Jusqu’à présent, seule la justice administrative s’était penchée – à plusieurs reprises – sur le dossier de Caussade : une digue de 12,5 mètres de haut capable de retenir 920 000 mètres cubes d’eau, construite sans autorisation et sortie de terre début 2019, sur un ruisseau de Lot-et-Garonne.
Vendredi 10 juillet, le tribunal judiciaire d’Agen a condamné les commanditaires de cet ouvrage illégal, le président de la chambre d’agriculture du département, Serge Bousquet-Cassagne, et son vice-président, Patrick Franken, à neuf mois de prison ferme et à la révocation d’un précédent sursis de quatre mois pour le premier ; à huit mois ferme et quatorze mois de sursis pour le second, ainsi qu’à 7 000 euros d’amende chacun.
Il leur est reproché d’avoir exécuté des travaux nuisibles à l’eau et aux milieux aquatiques et de les avoir pollués au passage. La chambre d’agriculture, maître d’ouvrage dans cette réalisation, est sanctionnée de 40 000 euros d’amende, dont 20 000 euros avec sursis. Cependant la demande de remise en état du site, donc la destruction du barrage, n’a pas été suivie. Les prévenus ont fait appel du jugement.
« C’est une très bonne décision qui sanctionne fermement la délinquance environnementale, en espérant qu’elle soit confirmée ultérieurement », commente Alice Terrasse, avocate de France Nature Environnement (FNE). La fédération s’était constituée partie civile dans cette affaire, aux côtés de l’Association nationale pour la protection des eaux et rivières - Truites, ombres, saumons et Sepanso Aquitaine. « Ce sont des peines rarement prononcées dans des dossiers environnementaux, renchérit Florence Denier-Pasquier, vice-présidente de FNE. Mais le barrage va-t-il rester là comme une verrue ? Nous allons continuer à nous battre pour qu’il y ait un partage de l’eau avec les autres usagers, qu’on parvienne enfin à un contrat de territoire dans cette vallée. »

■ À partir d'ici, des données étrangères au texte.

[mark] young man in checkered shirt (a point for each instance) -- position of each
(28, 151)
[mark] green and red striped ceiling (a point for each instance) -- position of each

Tourner la page du traumatisme de Sivens
Les services de l’Etat n’en ont donc pas fini avec le casse-tête de cette retenue de 378 mètres de large, installée dans la commune de Pinel-Hauterive, au profit d’agriculteurs irrigants. Certaines de leurs vingt-huit exploitations font affaire avec des semenciers qui exigent d’elles un approvisionnement en eau sécurisé. Faute de quoi, pas de contrat. Or produire du blé pour ces sociétés rapporte jusqu’à dix fois plus que pour une coopérative classique. Les promoteurs du « lac de Caussade », comme ils l’appellent, ont fait de celui-ci un symbole de la résistance aux « oukases des Parisiens », selon l’expression de Serge Bousquet-Cassagne. Depuis deux ans, le président de la chambre d’agriculture répétait à l’envi qu’il voulait ainsi tourner la page du traumatisme de Sivens – un barrage d’une hauteur de 12,80 mètres projeté dans le Tarn, avant la mort du manifestant Rémi Fraisse en octobre 2014 –, « qui a stoppé toute retenue d’eau pour mille ans ».